Los Angeles Mayor Antonio Villaraigosa recently reached out to the bicycle community via YouTube and announced — more than a week after he broke an elbow in a bike accident on Venice Boulevard — that he would help organize a summit about the future of pedal power in L.A..

'We're going to work with the bicycle safety community to put together a bike summit,” he said.

He did not say when the summit would be held. The main point of the video was to thank those who came to his aid and those who wished him well following the July 17 crash. At 6:17 p.m. that evening, near Culver City's unofficial restaurant row, a taxicab apparently cut in front of Villaraigosa and caused him to take a spill.

It appeared to be an eye-opener for the mayor, who wrote at the Huffington Post following the collision that ” … it's time to recognize that bicycles also belong on L.A.'s streets.”
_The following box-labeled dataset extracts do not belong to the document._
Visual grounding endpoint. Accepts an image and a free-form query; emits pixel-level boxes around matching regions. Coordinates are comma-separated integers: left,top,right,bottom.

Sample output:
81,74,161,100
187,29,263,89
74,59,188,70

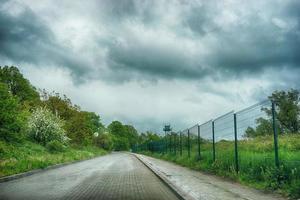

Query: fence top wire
200,119,213,126
236,99,271,114
214,110,234,122
189,124,198,135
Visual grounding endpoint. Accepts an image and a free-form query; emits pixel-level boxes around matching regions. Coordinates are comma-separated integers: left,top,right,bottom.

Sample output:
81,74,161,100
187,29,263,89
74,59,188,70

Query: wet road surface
0,153,178,200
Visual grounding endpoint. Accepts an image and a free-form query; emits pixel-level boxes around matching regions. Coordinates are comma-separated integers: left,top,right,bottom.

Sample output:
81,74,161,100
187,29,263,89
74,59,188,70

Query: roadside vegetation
0,66,139,177
139,90,300,199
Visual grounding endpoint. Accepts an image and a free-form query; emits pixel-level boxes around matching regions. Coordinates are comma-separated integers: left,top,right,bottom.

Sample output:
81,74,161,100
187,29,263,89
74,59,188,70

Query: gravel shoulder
135,154,284,200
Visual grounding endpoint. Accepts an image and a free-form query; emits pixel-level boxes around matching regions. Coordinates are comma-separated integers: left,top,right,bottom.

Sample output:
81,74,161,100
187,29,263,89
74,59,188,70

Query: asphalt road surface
0,153,178,200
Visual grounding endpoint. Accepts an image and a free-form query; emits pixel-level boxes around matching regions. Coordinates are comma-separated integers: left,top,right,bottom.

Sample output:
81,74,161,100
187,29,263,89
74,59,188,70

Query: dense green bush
113,137,129,151
46,140,66,153
28,108,68,146
94,133,113,151
0,83,24,142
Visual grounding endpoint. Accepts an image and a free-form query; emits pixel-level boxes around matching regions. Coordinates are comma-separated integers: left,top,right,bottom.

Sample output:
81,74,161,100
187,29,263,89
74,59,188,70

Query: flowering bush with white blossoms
28,108,69,145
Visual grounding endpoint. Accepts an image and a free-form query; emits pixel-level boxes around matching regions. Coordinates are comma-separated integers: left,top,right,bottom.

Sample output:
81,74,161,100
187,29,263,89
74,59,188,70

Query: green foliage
0,83,24,142
94,133,113,151
244,118,279,138
28,108,68,145
46,140,66,153
144,134,300,199
65,112,93,145
0,66,40,106
108,121,139,151
42,91,104,145
266,89,300,133
0,141,106,177
113,136,129,151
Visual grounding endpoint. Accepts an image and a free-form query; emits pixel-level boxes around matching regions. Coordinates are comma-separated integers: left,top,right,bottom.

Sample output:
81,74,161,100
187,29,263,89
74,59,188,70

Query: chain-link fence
134,100,300,186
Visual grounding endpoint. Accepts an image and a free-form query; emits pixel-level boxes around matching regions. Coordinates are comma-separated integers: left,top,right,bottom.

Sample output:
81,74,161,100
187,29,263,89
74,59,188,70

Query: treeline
0,66,141,151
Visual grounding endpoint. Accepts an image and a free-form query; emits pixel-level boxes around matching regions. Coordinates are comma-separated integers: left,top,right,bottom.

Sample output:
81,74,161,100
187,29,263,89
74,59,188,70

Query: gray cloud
0,0,300,81
0,0,300,130
0,1,91,80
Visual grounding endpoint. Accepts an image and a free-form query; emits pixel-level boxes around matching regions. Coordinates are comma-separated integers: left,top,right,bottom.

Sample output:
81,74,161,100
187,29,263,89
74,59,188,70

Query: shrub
113,137,129,151
28,108,68,146
0,83,23,142
94,133,113,151
46,140,66,153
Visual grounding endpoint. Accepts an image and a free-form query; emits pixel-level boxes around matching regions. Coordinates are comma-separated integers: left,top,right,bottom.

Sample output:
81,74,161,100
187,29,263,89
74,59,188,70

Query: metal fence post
174,133,177,156
272,101,279,167
169,133,172,154
233,113,239,173
179,131,182,156
212,121,216,162
188,129,191,158
197,125,201,160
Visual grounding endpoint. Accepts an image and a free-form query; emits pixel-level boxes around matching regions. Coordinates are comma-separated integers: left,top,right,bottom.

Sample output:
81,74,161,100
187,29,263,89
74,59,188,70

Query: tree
0,66,40,106
65,112,94,145
28,108,68,146
0,83,24,142
265,89,300,133
94,133,113,151
245,89,300,137
123,125,139,148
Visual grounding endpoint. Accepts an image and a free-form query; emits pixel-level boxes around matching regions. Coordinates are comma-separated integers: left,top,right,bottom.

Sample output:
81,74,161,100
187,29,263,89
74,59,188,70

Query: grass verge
143,135,300,199
0,141,107,177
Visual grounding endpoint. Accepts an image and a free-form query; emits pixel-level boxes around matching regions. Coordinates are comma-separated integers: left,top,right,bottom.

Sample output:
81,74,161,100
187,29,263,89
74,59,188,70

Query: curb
0,154,107,183
133,154,194,200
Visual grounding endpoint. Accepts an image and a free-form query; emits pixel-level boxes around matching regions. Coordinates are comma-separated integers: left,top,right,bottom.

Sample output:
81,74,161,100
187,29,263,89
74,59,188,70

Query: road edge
0,153,109,183
131,153,194,200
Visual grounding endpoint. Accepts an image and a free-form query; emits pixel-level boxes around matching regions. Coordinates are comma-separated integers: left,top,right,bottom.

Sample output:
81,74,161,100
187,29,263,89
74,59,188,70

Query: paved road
0,153,178,200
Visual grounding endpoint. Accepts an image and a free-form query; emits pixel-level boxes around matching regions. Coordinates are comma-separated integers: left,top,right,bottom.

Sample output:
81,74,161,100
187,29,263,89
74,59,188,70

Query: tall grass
0,141,106,177
145,134,300,198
Bicycle activists had been clamoring for years for more consideration by the city. They've complained, among other things, that collisions between bikes and cars aren't taken seriously, and that hit-and-runs on bike riders are allowed to happen without consequences for drivers.

That already started to change in recent months, with the Los Angeles Police Department making strides to meet with bicycle community leaders and even changing its policy on vehicle-versus-bike collisions so that traffic officers instead of beat cops investigate them.

The New York Times this week notes that the mayor now seems to be in the bicyclists' corner.

“I had a little bit of a scare there but I can tell you that i know first hand just how difficult it is to maneuver through our streets — navigate through a city that is built for the automobile but in many ways could be the best place for cyclists to be,” the mayor said in the video.